Summer is about having fun and taking a load off from school, work, or just from the cold. We are all ready to get our feet wet in the ocean or more so in the pools. Yes, we are more apt to getting into pools during the summer and while that’s fun, it’s harsh on our curls, coils, and waves. The main culprit…chlorine.
“Chlorine is the chemical most often used to keep swimming pools and jacuzzis free of bacteria that can be hazardous to humans. Chlorine kills bacteria through a fairly simple chemical reaction.” -How Stuff Works
Chlorine keeps water’s pH level between 7 and 8 with an optimal level of 7.4. That is the pH level of human tears. Despite such levels that would seem great for humans, chlorine can be extremely harsh for our hair. Chlorine is overly drying (hence most of us are super ashy when we get out of the pool), and it has the sneaky habit of stripping our hair of its natural oils. It literally dissolves the oils that keep our cuticle layers together.
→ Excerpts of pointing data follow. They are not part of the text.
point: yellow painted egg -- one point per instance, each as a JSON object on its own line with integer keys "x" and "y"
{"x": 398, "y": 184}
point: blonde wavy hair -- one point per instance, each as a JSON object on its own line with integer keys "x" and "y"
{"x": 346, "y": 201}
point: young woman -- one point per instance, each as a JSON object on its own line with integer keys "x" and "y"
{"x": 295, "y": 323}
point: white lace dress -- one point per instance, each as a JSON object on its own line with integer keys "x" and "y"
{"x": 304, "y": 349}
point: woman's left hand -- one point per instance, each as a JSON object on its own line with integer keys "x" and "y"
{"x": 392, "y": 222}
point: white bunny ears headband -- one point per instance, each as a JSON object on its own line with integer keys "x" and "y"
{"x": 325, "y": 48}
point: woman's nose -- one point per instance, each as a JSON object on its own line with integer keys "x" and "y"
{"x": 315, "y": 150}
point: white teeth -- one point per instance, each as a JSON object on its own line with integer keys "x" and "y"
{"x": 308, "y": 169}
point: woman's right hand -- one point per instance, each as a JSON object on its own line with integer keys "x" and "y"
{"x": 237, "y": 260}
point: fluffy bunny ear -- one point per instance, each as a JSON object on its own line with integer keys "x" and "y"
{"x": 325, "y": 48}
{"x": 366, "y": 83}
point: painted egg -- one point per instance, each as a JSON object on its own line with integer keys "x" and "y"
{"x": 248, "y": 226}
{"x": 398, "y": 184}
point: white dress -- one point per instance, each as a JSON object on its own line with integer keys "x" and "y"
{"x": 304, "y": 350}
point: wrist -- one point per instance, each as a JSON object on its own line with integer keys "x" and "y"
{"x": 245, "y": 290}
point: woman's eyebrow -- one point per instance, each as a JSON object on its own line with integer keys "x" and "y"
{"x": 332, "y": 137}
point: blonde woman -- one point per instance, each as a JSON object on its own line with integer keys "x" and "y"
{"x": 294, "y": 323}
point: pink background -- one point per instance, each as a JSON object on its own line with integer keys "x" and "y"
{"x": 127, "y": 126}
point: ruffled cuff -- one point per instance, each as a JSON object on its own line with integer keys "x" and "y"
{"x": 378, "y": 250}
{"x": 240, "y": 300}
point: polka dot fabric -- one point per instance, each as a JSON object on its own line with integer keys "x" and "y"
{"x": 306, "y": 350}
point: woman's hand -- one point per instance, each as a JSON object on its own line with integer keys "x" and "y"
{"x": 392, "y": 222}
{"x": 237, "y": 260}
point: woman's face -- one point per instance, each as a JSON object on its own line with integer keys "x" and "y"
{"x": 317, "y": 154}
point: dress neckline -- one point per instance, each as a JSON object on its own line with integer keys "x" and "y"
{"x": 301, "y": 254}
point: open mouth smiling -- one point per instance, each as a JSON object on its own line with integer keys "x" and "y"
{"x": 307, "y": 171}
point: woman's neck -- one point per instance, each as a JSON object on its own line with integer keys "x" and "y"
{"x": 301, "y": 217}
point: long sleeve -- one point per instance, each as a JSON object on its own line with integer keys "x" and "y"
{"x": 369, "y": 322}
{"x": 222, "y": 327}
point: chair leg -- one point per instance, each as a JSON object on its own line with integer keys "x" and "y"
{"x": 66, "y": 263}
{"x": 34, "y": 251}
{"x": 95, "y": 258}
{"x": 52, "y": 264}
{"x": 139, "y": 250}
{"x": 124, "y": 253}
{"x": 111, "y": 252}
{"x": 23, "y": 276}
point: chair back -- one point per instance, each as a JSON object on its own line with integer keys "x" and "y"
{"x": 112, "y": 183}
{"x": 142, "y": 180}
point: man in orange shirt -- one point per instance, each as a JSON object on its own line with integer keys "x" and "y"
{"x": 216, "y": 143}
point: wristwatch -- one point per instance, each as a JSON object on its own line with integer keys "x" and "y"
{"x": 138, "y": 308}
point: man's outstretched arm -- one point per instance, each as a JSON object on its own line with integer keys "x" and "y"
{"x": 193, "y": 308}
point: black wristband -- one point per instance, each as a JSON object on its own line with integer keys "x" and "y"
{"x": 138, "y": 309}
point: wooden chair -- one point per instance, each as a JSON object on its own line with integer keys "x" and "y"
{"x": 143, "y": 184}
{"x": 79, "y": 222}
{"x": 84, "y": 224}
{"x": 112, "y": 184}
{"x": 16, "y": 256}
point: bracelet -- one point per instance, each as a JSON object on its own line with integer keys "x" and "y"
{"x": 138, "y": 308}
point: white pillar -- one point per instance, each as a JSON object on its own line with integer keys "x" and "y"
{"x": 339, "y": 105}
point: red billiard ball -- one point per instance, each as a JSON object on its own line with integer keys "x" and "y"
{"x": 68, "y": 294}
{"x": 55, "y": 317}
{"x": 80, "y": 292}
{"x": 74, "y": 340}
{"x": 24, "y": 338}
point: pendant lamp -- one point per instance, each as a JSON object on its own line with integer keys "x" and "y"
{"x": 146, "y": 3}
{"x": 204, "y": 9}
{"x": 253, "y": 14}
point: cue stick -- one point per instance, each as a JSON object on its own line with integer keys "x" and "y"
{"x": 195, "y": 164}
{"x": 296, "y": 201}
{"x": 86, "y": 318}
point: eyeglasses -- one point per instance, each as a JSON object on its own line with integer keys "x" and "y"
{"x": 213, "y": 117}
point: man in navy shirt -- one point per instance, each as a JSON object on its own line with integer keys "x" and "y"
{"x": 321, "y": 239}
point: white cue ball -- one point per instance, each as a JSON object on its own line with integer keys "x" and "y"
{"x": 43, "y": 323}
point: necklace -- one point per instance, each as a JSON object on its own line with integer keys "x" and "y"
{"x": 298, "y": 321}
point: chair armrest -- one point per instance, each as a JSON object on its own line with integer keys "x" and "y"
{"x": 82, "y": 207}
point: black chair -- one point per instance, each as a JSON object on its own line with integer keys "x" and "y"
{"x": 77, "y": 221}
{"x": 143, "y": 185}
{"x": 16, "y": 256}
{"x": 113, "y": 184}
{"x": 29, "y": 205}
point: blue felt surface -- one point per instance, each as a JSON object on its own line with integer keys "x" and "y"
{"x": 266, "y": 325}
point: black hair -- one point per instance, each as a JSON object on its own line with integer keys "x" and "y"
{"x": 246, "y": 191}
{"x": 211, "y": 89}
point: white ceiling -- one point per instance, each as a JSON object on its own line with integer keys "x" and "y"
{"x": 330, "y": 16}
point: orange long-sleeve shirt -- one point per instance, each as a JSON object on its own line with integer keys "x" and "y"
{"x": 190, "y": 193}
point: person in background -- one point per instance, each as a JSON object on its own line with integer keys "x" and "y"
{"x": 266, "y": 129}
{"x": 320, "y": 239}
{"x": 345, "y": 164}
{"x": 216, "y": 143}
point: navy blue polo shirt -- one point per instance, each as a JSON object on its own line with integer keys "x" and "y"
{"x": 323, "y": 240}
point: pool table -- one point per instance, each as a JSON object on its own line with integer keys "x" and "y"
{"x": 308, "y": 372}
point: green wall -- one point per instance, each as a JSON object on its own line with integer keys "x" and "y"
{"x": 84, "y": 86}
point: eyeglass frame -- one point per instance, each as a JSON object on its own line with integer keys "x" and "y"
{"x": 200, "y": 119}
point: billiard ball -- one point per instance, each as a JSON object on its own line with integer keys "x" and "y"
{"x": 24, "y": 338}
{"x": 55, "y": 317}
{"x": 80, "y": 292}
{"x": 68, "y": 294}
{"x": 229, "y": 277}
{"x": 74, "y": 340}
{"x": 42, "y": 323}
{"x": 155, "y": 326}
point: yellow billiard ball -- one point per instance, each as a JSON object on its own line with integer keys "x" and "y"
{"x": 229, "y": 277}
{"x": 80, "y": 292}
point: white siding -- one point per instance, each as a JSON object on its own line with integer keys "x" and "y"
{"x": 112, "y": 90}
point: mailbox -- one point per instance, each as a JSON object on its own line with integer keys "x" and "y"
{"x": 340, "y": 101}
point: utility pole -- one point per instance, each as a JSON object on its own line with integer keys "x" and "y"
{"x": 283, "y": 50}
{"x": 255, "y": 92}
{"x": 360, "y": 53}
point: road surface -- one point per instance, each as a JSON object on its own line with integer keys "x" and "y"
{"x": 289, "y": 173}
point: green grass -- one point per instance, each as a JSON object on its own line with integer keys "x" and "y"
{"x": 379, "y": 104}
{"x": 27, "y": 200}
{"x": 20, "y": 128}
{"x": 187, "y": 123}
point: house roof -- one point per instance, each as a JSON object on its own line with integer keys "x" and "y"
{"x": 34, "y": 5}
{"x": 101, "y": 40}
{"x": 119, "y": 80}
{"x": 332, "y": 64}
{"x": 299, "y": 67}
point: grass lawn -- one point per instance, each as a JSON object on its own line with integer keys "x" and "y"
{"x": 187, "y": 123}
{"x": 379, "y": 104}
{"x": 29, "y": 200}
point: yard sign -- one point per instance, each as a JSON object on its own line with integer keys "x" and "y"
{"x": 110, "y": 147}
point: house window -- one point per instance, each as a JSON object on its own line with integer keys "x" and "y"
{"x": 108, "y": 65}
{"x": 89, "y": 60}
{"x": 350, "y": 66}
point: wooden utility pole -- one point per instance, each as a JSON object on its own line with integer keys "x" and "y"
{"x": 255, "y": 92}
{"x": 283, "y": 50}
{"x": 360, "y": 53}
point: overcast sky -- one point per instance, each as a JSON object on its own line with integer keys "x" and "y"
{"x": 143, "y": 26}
Chlorine is bad business for our tresses, but we can combat its negative effects on our hair by properly preparing our hair before getting in the pool and making sure to cleanse it from our hair ASAP.
Before the swim
Don’t just jump in and expect to fix the problem after you finish your water play. You have to protect your strands before you hit the pool.
- Wet your hair thoroughly with tap water. That will keep some of the chlorine from penetrating your hair shaft because your hair has already absorbed the tap water and very little chlorinated water will be able to get in.
- Apply a heavy oil like coconut oil to your hair. Coconut oil and olive oil are great options, as they seal your hair’s cuticle. Both oils will try to keep moisture in your hair shaft during your swim.
- Apply a conditioner. Choose a cheap conditioner for dry or damaged hair and slather it on. Coat the roots, length, and scalp. It will also help to protect your strands from the harsh pool conditions. Don’t rinse anything out!
- Put your hair up. If you can that is. Put in a bun, in twists, or braids. Twists and braids will help with tangled hair, so if your hair is prone to tangles then make sure to choose these options over the bun. You can also use a swim cap but I’m not a fan of them ( I have bad memories of them while I was a child, don’t mind me).
After the swim
It’s time to get your tresses back to normal after your swim. Hope you had fun because it’s time for work now!
- Rinse hair thoroughly. It really does get rid of some of the chemicals before they get a chance to bind to your hair. The longer the better, but a good 3 to 5 minutes is a good time to work with.
- Detangle before you shampoo. This will prevent excessive matting. The combination of chlorine and entangled shed hairs is quite the headache to detangle. Applying conditioner or oil to lubricate for detangling prior to shampoo will help prevent potential of excessive matting from the suds from the shampoo.
- Cleanse and condition well. Use a sulfate-free shampoo and follow up with conditioner! Use the good stuff, your primo stash (we all have one). This is not the time for the cheap conditioner that you used earlier. Make sure to deep condition each and every time you finish from a swim and yes, even if you swim every day.
- Steer clear of certain styles. Steer clear of heat styles after swimming. This will combat dryness so air drying and no heat styles are best. Skip the blow-dryers, flat-irons, and any direct heat for a few days. If you are in the water regularly, then try no-heat for the summer to give your hair a fighting chance against the dryness.
It may seem extreme but when the summer is over and your hair is damage free and lovely, you will be thankful for taking out the time to keep your hair healthy and happy all summer long.
How do you prepare your hair before swimming? What do you do afterwards?